Ontology-Driven Cross-Domain Access Control Framework For Anomaly Detection In Cloud-Based Healthcare System
Keywords:
Anomaly detection, cloud healthcare,, semantic technologies, machine learning,, data security, HIPAA,, GDPR,, ntology, and cross-domain access controlAbstract
To enhance anomaly detection in cloud-based healthcare systems, this study suggests a novel
ontology-driven cross-domain access control architecture. The framework ensures data integrity
and privacy by utilizing semantic technologies to offer safe, context-aware access across several
healthcare domains. The system can dynamically detect anomalous access patterns and react to
possible threats in real-time by incorporating machine learning-based anomaly detection
techniques. Furthermore, dynamic policy enforcement guarantees that access controls are updated
and modified regularly to address changing security threats. The capacity of the suggested
framework to ensure adherence to crucial legal requirements like HIPAA and GDPR, promoting
a safe and open access control environment, is one of its most notable aspects. In healthcare
systems, where patient data is sensitive and needs to be shielded from unwanted access, this is
essential.

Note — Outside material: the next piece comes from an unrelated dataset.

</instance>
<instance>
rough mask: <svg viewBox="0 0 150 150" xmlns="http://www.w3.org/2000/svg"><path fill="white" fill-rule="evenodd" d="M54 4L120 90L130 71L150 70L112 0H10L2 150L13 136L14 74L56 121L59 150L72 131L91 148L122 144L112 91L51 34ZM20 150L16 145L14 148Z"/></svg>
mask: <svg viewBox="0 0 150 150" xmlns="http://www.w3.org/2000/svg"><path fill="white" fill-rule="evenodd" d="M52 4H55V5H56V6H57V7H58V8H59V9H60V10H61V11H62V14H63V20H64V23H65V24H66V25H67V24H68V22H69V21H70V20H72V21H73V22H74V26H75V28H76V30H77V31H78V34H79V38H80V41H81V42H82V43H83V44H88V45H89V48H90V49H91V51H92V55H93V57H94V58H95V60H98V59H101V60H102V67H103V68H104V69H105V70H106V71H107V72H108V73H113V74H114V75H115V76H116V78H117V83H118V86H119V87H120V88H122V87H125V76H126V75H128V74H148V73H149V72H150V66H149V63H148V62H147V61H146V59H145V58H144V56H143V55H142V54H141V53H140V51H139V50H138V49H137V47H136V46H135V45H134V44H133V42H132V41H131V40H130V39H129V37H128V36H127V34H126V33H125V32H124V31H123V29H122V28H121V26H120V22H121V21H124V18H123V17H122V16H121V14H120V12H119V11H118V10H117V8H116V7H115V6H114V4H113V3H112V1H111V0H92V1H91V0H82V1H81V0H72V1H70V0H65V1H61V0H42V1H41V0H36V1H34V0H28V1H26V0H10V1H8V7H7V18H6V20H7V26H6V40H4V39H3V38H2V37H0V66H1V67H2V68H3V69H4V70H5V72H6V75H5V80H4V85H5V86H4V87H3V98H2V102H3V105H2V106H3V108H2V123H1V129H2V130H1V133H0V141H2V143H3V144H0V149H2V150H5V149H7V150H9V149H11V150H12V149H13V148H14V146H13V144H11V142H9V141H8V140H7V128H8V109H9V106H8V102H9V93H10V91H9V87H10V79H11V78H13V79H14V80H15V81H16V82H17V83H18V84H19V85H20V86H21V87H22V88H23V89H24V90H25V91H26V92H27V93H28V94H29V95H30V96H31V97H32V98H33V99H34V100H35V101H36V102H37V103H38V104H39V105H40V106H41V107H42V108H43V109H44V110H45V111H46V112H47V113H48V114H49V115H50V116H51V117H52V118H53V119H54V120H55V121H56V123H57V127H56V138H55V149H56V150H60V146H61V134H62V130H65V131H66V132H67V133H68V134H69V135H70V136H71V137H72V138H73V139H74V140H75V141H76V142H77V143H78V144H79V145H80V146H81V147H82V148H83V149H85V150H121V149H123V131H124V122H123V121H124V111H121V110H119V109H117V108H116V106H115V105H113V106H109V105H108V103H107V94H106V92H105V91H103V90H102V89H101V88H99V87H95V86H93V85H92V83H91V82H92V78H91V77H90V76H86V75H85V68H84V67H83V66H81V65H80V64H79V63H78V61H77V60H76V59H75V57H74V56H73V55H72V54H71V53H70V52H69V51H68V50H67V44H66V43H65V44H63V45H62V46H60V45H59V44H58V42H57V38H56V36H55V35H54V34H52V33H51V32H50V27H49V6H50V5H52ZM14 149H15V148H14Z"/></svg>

The framework can handle complicated, cross-domain healthcare data while
guaranteeing interoperability across different systems thanks to the incorporation of semantic
reasoning. The framework obtains a high resilience score of 94.1%, a low false-positive rate of
3.4%, and an anomaly detection rate of 93.7%, according to performance metrics. These outcomes show how well the framework can detect and reduce security risks while preserving high
efficiency. The system is a powerful option for dynamic and constantly evolving cloud healthcare
environments because of its scalability, adaptability, and ability to safely manage complicated
healthcare data. An efficient, scalable, and legal method for protecting cloud-based healthcare
systems against changing cybersecurity threats is offered by this study.